Welcome to ScoreScouter, a predictive engine designed to help students estimate their exam percentages based on their study hours. The previous developer was clearly suffering from "Finals Week Syndrome"—they’ve left you a script that is riddled with simple syntax errors, logical inversions, and data-handling nightmares.

Your mission is to perform a "code rescue." You need to fix the script so it can successfully clean the data, train a Linear Regression model, and visualize the trend line correctly.

This level focuses on fundamental ML workflow: Imports, Data Cleaning, Feature Selection, and Visualization.

Problem Description

The ScoreScouter system is contained within a single Google Colab notebook (devsphere_easy_challenge.ipynb) and uses:

  • dataset.csv: A simple 2-column dataset containing Hours and Scores.
  • scikit-learn: For the Linear Regression engine.
  • pandas: For data manipulation.
  • matplotlib: For generating the performance graph.

Real Issues Observed

When the system was handed over, the following "skill issues" were identified:

  • The Toolbox is Locked: Essential libraries like pandas and sklearn are referenced but never imported.
  • Data Disconnect: The dataset path is missing!

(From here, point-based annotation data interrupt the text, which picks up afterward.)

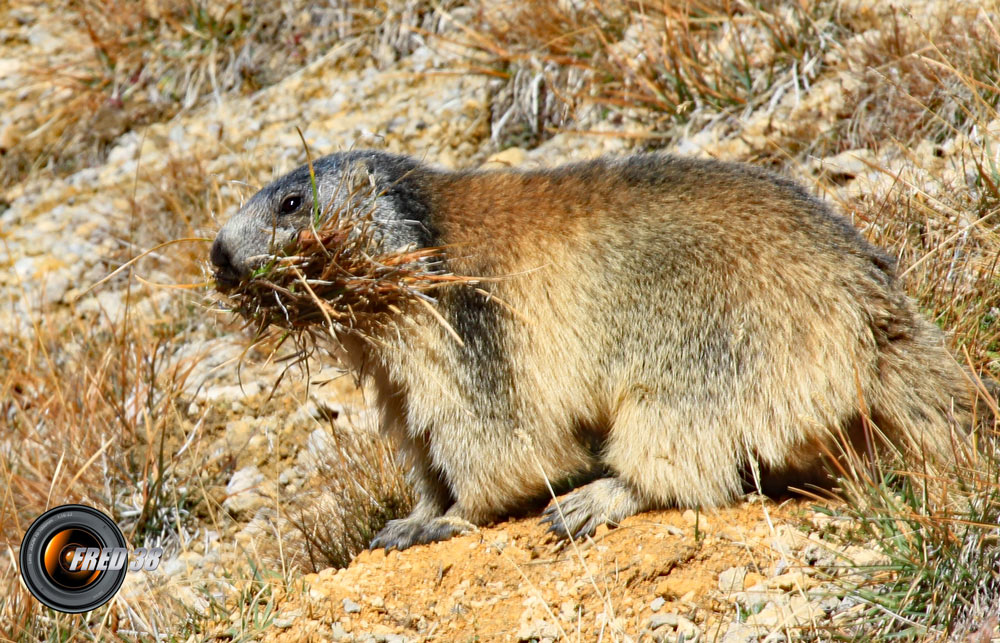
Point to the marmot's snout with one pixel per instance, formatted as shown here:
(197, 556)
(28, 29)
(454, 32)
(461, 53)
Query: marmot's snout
(226, 274)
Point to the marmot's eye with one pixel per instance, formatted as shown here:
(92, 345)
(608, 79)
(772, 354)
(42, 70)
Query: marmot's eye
(290, 204)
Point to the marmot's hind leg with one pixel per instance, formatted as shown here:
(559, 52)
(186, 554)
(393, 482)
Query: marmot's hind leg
(659, 459)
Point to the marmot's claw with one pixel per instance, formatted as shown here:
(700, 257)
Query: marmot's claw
(405, 532)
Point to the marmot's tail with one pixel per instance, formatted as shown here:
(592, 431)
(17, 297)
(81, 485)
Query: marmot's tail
(918, 395)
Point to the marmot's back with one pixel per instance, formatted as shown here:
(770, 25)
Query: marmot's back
(680, 325)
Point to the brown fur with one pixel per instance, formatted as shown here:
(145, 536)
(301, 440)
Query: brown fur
(672, 324)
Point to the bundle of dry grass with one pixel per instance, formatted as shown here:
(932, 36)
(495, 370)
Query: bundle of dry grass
(336, 277)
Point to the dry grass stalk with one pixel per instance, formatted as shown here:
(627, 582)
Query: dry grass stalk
(336, 276)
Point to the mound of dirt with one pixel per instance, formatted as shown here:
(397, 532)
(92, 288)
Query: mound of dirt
(738, 573)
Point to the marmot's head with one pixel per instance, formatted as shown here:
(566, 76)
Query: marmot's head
(273, 217)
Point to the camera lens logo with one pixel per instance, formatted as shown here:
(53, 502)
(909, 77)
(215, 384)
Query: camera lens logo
(73, 558)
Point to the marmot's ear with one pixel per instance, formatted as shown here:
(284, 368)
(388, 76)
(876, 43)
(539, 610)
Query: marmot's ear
(359, 179)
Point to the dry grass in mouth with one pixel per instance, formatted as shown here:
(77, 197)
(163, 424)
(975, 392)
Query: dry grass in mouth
(335, 276)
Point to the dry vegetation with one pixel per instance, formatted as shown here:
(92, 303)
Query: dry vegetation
(94, 406)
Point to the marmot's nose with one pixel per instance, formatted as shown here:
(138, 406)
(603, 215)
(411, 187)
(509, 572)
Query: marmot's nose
(225, 273)
(220, 256)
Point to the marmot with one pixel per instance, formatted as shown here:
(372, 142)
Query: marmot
(665, 327)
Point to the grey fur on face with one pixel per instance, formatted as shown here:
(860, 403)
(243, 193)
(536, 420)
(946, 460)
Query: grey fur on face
(358, 183)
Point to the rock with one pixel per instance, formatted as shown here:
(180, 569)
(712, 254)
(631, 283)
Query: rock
(337, 632)
(731, 580)
(790, 581)
(538, 629)
(687, 630)
(670, 619)
(241, 492)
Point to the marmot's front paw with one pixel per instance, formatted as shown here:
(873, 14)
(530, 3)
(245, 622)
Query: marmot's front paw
(578, 515)
(406, 532)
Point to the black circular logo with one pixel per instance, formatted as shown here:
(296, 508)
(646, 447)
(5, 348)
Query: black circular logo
(48, 553)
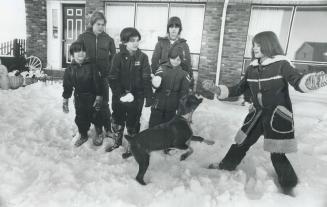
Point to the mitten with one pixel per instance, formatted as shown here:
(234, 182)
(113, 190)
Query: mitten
(127, 98)
(210, 86)
(316, 80)
(97, 103)
(65, 107)
(156, 81)
(148, 102)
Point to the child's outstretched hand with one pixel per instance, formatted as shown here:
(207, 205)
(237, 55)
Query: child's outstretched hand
(208, 85)
(97, 103)
(156, 81)
(127, 98)
(65, 107)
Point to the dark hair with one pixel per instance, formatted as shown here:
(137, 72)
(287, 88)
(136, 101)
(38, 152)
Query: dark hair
(269, 44)
(76, 47)
(97, 16)
(174, 21)
(175, 52)
(127, 33)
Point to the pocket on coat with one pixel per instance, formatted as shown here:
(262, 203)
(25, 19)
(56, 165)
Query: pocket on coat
(250, 116)
(282, 120)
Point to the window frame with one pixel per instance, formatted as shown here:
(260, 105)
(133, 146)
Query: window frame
(107, 4)
(292, 19)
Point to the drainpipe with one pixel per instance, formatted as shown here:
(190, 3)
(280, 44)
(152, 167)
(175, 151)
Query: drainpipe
(221, 40)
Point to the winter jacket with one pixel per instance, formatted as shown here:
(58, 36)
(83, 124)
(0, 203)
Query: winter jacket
(160, 54)
(174, 85)
(83, 79)
(130, 73)
(99, 49)
(268, 83)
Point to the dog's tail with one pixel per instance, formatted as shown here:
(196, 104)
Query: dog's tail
(128, 138)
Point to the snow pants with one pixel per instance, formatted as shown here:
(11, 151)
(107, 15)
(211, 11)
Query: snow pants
(160, 116)
(85, 112)
(127, 113)
(286, 175)
(105, 110)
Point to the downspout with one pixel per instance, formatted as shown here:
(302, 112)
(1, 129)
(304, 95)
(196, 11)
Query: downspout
(221, 40)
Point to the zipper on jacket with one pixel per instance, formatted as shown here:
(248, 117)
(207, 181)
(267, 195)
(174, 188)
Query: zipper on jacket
(96, 48)
(259, 94)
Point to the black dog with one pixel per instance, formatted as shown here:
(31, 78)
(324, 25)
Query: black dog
(176, 133)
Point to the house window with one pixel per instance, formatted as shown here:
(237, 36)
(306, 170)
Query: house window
(276, 19)
(151, 21)
(302, 37)
(54, 23)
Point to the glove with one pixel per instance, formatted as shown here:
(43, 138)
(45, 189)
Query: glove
(65, 107)
(316, 80)
(127, 98)
(210, 86)
(148, 102)
(97, 103)
(156, 81)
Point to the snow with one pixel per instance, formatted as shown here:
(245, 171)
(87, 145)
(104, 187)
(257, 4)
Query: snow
(39, 165)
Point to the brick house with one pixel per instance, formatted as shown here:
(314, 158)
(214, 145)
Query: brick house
(219, 32)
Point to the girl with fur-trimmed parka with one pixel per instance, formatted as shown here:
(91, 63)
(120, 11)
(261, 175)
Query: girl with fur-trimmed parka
(173, 39)
(267, 77)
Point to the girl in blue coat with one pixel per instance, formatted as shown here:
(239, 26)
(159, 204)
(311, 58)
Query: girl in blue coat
(267, 78)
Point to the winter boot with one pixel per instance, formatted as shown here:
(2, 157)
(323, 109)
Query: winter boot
(131, 132)
(98, 138)
(286, 175)
(107, 127)
(233, 157)
(83, 138)
(118, 137)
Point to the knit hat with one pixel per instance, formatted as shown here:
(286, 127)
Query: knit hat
(174, 21)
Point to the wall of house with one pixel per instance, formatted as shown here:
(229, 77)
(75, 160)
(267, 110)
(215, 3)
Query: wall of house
(236, 30)
(210, 42)
(36, 29)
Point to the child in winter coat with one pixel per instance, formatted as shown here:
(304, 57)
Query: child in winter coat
(267, 77)
(171, 83)
(100, 48)
(173, 39)
(84, 79)
(130, 82)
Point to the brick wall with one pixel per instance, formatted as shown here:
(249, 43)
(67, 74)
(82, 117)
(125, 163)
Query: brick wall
(210, 42)
(236, 29)
(36, 29)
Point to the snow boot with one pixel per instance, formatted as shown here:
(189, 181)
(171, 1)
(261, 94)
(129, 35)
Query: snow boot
(286, 175)
(131, 132)
(118, 137)
(233, 157)
(83, 138)
(107, 128)
(98, 138)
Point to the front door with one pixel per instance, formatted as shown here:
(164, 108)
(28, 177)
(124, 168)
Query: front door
(73, 25)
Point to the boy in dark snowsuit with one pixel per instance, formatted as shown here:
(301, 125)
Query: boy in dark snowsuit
(171, 83)
(100, 48)
(84, 78)
(173, 39)
(130, 82)
(267, 79)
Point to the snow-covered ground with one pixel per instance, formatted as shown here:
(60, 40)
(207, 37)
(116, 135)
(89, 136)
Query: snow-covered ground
(39, 165)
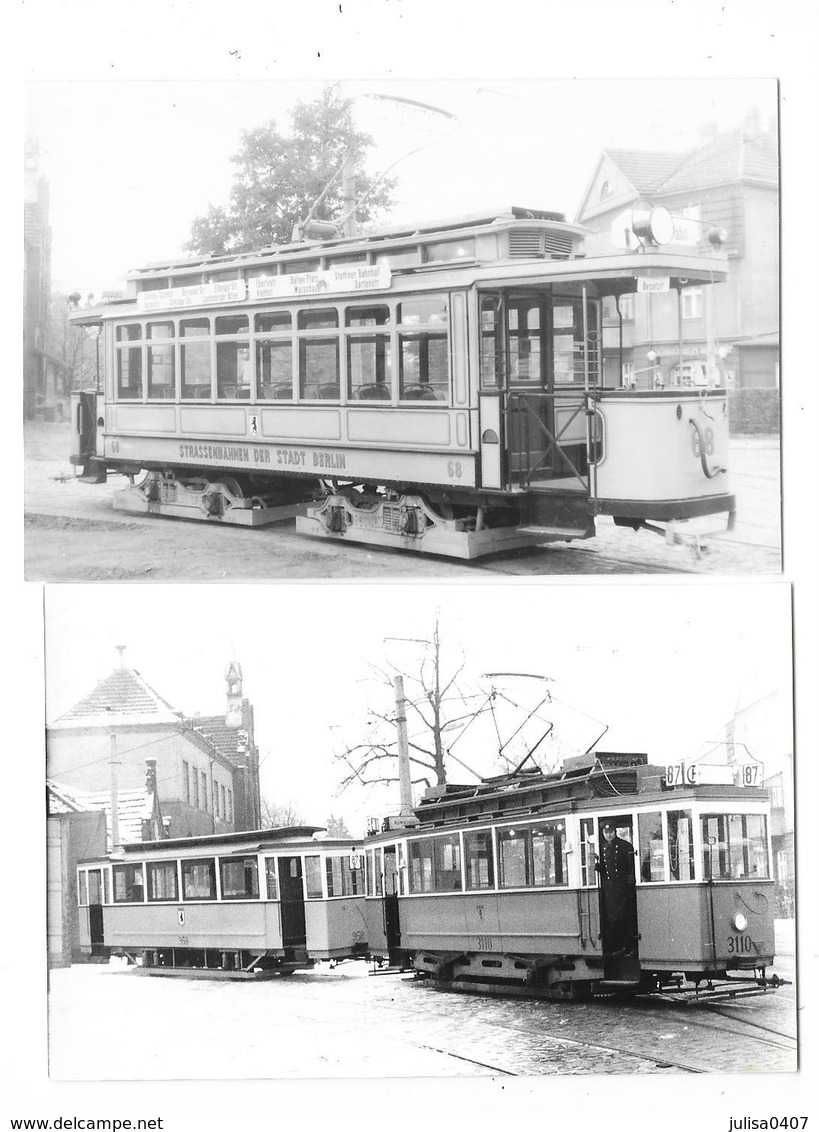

You need to assign the correct dataset URL to the right variable.
  • Invisible Data: A NaN value in the dataset causes the model to crash because the cleaning step wasn't implemented permanently.
  • The Mirror World: The model is trying to predict how many hours someone studied based on their score (X and y are swapped).
  • Wrong Verb: The model attempts to train() which is not a part of standard scikit-learn vocabulary.
  • Chart Confusion: A simple line plot is used for plotting individual coordinate data mapping points instead of a scatter plot.
  • Visual Hallucinations: The regression line on the graph looks like a scatter plot gone wrong because the prediction logic is feeding the model its own target values.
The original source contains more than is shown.